The video from my keynote speech at Ohio Linux Fest is now available on YouTube.

There's a little bit of introduction-type stuff at the beginning from Paul Ferris (the primary organizing force behind Ohio Linux Fest). My talk starts at about the 2:00 mark.

Let me know what you think -- but please no jokes about my long hair. I'll get enough grief about that from my parents.

how do you evaluate leadership?

What makes a good leader? This is a question that I am well served to answer. My job description uses that word in lots of places. Usually I answer that it's about being egoless enough to know that you're not always right, trusting the people who are smarter than you to do the right thing, smoothing the path as much as possible, and taking the hits when necessary. For me, the hardest one on that list is smoothing the path, only because I find that even with the best intentions, the best that I can do is often turning a big ditch into a small pothole, and that is more frustrating than anything else.

Here's an interesting wrinkle. There are lots of different people who observe the way I do my job, and all of them evaluate the "leadership of Fedora" using different criteria.

Some folks only care about the end results. "Show me metrics." Some folks look at the short-term changes. "What is new since the last release?" And other people look at it from a pretty long-term viewpoint. "Are you setting Fedora up for sustainability on a 3-5 year timeframe?" Incidentally, if I had to categorize the general attitude of the collective that is all the FOSS blogs, email lists, and websites, I would probably rate it as a "what have you done for me lately?" kind of environment.

I started my Fedora job about a month before Fedora Core 5 was released. Now we're about a month away from Fedora 8. So that's three release cycles. When I think back over the first two (Fedora Core 6 and Fedora 7), I think that a lot of my effort was in the "metrics" and "short-term" areas, though I suppose that you could argue the short-term changes made in Fedora 7 also register on the "setting Fedora up for the long-term" radar screen.

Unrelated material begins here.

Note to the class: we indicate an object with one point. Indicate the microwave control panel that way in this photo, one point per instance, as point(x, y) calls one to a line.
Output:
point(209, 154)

The Fedora 8 cycle has been a lot different for me. In the lead-up to and aftermath of Fedora 7 one of the things that we heard a lot of was that the non-Red Hat Fedora community wanted more day to day responsibility for Fedora, especially in the technical areas. So at least for me, this has manifested itself by being a little bit more passive and quiet than I would say I've been in the past. I'm not sure how "right" that has been -- but I think the that people who evaluate based on metrics, like "how many emails did you send" will probably think that I am stupid, while the people who evaluate on "how well are you setting Fedora up to scale" will probably think "hey, more voices are being heard now more than ever, and when things reach equilibrium again, Fedora will overall be better off." When I look at Fedora right now I see a lot of new leaders emerging, and invariably that leads to an increased amount of intra-project headbutting. I think that you have to adopt the long view and realize that a little bit of that every now and then is both healthy and inevitable.

Of course, the short-term evaluators still get a Fedora 8 with a bunch of new stuff in it. Maybe it's not as dramatic as the world-change that was Fedora 7, but there is a nice balance of new features along the early results of the whole Custom Spins feature. As always the credit for that belongs in the hands of the feature developers, package mantainers, infrastructure team, websites team, docs team, etc.

Once Fedora 8 is out, I do think that the Fedora Board and Fedora Advisory Board need to buckle down and decide what the Big Issues Worth Undertaking are, and more actively cut off non-critical discussions before they suck up lots of smart people's time. I think lately we spend too much time stuck in the minutiae, debating stuff that ultimately isn't critical path for Fedora.